Using the command line scripts

This package comes with several command line scripts for use with the csv data dumps produced by Panoptes.

Download your data from the project builder

You will need two to three files from your project for offline use:

  • The classification dump: The Request new classification export or Request new workflow classification export button from the lab’s Data Export tab

  • The workflow dump: The Request new workflow export button from the lab’s Data Export tab

Example: Penguin Watch

Penguin Watch has several workflows, for this example we will look at workflow number 6465 (time lapse cameras) and version 52.76. The downloaded files for this project are:

  • penguin-watch-workflows.csv: the workflow file (contains the major version number as a column)

  • penguin-watch-classifications-trim.csv: the classification file for workflow 6465

This zip folder contains these files.


Scripts

All scripts are packaged under a single name panoptes_aggregation. Under this command there are three sub-commands config, extract, and reduce.

usage: panoptes_aggregation [-h] {config,extract,reduce} ...

Aggregate panoptes data files

positional arguments:
  {config,extract,reduce}
    config              Make configuration files for panoptes data extraction
                        and reduction based on a workflow export
    extract             Extract data from panoptes classifications based on
                        the workflow
    reduce              reduce data from panoptes classifications based on the
                        extracted data

optional arguments:
  -h, --help            show this help message and exit

Configure the extractors and reducers

Use the command line tool to make configuration yaml files that are used to set up the extractors and reducers. These base files will use the default settings for various task types. They can be adjusted if the defaults are not needed (e.g. you don’t need to extract all the tasks, or you need more control over the reducer’s settings).

usage: panoptes_aggregation config [-h] [-d DIR] [-v VERSION]
                                   [--min_version MIN_VERSION]
                                   [--max_version MAX_VERSION] [-k KEYWORDS]
                                   [-vv]
                                   workflow_csv workflow_id

Make configuration files for panoptes data extraction and reduction based on a
workflow export

optional arguments:
  -h, --help            show this help message and exit

Load Workflow Files:
  This file can be exported from a project\'s Data Export tab

  workflow_csv          The csv file containing the workflow data

Workflow ID and version numbers:
  Enter the workflow ID, major version number, and minor version number

  workflow_id           the workflow ID you would like to extract
  -v VERSION, --version VERSION
                        The workflow version to extract. If only a major
                        version is given (e.g. -v 3) all minor versions will
                        be extracted at once.

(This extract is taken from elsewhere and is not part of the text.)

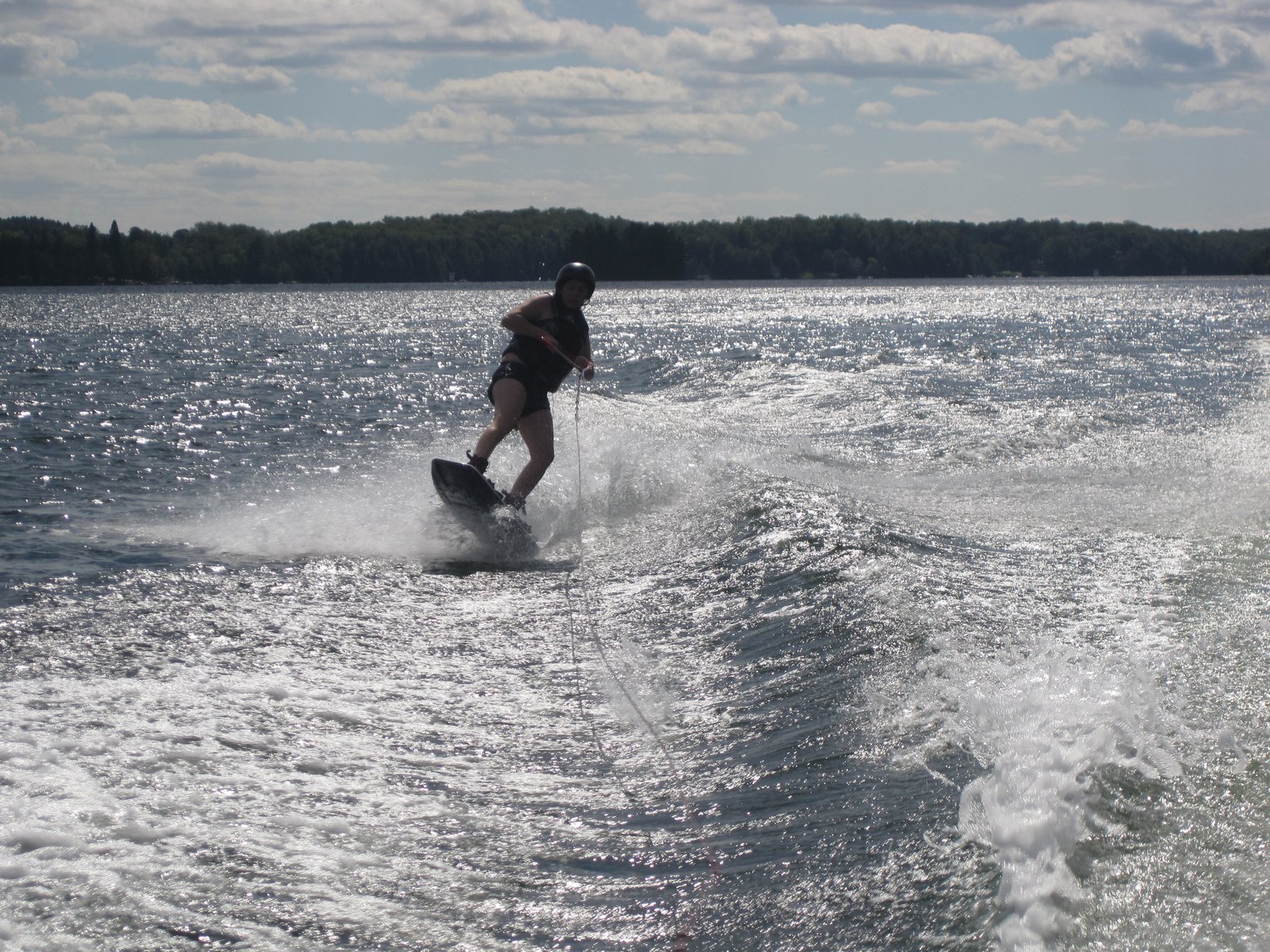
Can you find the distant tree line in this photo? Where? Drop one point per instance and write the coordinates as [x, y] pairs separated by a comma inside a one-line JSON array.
[[530, 244]]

If a minor version is provided
                        (e.g. -v 3.14) only that specific version will be
                        extracted.
  --min_version MIN_VERSION
                        The minimum workflow version to extract (inclusive).
                        This can be provided as either a major version (e.g.
                        --min_version 3) or a major version with a minor
                        version (e.g. --min_version 3.14). If this flag is
                        provided the --version flag will be ignored.
  --max_version MAX_VERSION
                        The maximum workflow version to extract (inclusive).
                        This can be provided as either a major version (e.g.
                        --max_version 3) or a major version with a minor
                        version (e.g. --max_version 3.14). If this flag is
                        provided the --version flag will be ignored.

Other keywords:
  Additional keywords to be passed into the configuration files

  -k KEYWORDS, --keywords KEYWORDS
                        keywords to be passed into the configuration of a task
                        in the form of a json string, e.g. '{"T0":
                        {"dot_freq": "line"} }' (note: double quotes must be
                        used inside the brackets)

Save Config Files:
  The directory to save the configuration files to

  -d DIR, --dir DIR     The directory to save the configuration files to

Other options:
  -vv, --verbose        increase output verbosity

Example: Penguin Watch

panoptes_aggregation config penguin-watch-workflows.csv 6465 -v 52.76

This creates four files:

  • Extractor_config_workflow_6465_V52.76.yaml: The configuration for the extractor code

  • Reducer_config_workflow_6465_V52.76_point_extractor_by_frame.yaml: The configuration for the reducer used for the point task

  • Reducer_config_workflow_6465_V52.76_question_extractor.yaml: The configuration for the reducer used for the question task

  • Task_labels_workflow_6465_V52.76.yaml: A lookup table to translate the column names used in the extractor/reducer output files into the text originally used on the workflow.

Note

If you have a recursive workflow you will need to edit the configuration yaml file by hand. For example, if you have a workflow with three question tasks T0, T1, and T2 with an option in T2 leading back to T0 the extractor_config section of the yaml file would be:

extractor_config:
    question_extractor:
    -   task: T0
        recursive: true
    -   task: T1
        recursive: true
    -   task: T2
        recursive: true

In this setup every instance of T0 will be extracted with the same subject ID and will be reduced together (-F all will need to be set in the reducer for this to work).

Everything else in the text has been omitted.